Bank regulation
From Freepedia
Banks are subject to certain bank regulations and requirements that aim to uphold the soundness and integrity of the financial system.
Contents |
Reserve requirements
- Main article: Reserve requirements
This type of regulation has perhaps lost the role it once had in places like the United States. Today (2004) deposits in United States banks are roughly $8 trillion while central bank "reserves of depository institutions" are less than $50 billion. This is because reserve requirements apply to just "transaction deposits" today.

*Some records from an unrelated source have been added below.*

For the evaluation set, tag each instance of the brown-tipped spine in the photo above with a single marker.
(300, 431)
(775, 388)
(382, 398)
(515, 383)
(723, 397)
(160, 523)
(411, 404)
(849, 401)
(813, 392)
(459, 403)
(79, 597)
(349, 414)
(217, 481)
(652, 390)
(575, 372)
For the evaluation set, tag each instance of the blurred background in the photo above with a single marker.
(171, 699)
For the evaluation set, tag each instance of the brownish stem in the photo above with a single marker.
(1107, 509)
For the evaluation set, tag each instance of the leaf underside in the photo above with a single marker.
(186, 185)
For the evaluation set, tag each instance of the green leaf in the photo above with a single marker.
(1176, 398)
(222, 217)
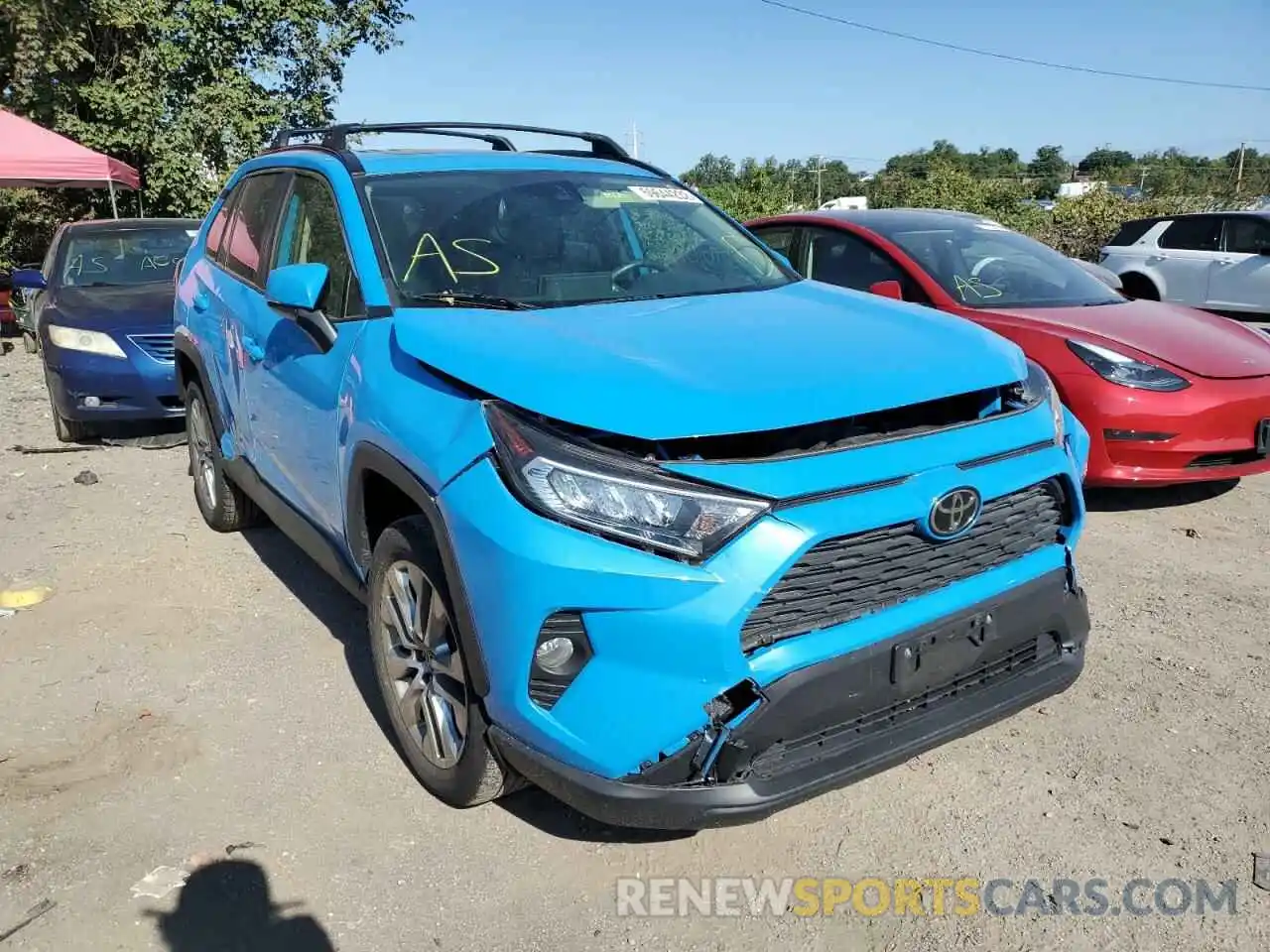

The reason for these reserves are both to put a limit on how much the supply of deposits (money and credit) can grow. They also work as a cushion in case of a severe recession that leads to a "bank run."
Capital requirements
- Main article: Capital requirements
Internationally, the Bank for International Settlements's Basel Committee on Banking Supervision influences each country's capital requirements. In 1988, the Committee decided to introduce a capital measurement system commonly referred to as the Basel Capital Accords. The latest capital adequacy framework is commonly known as Basel II.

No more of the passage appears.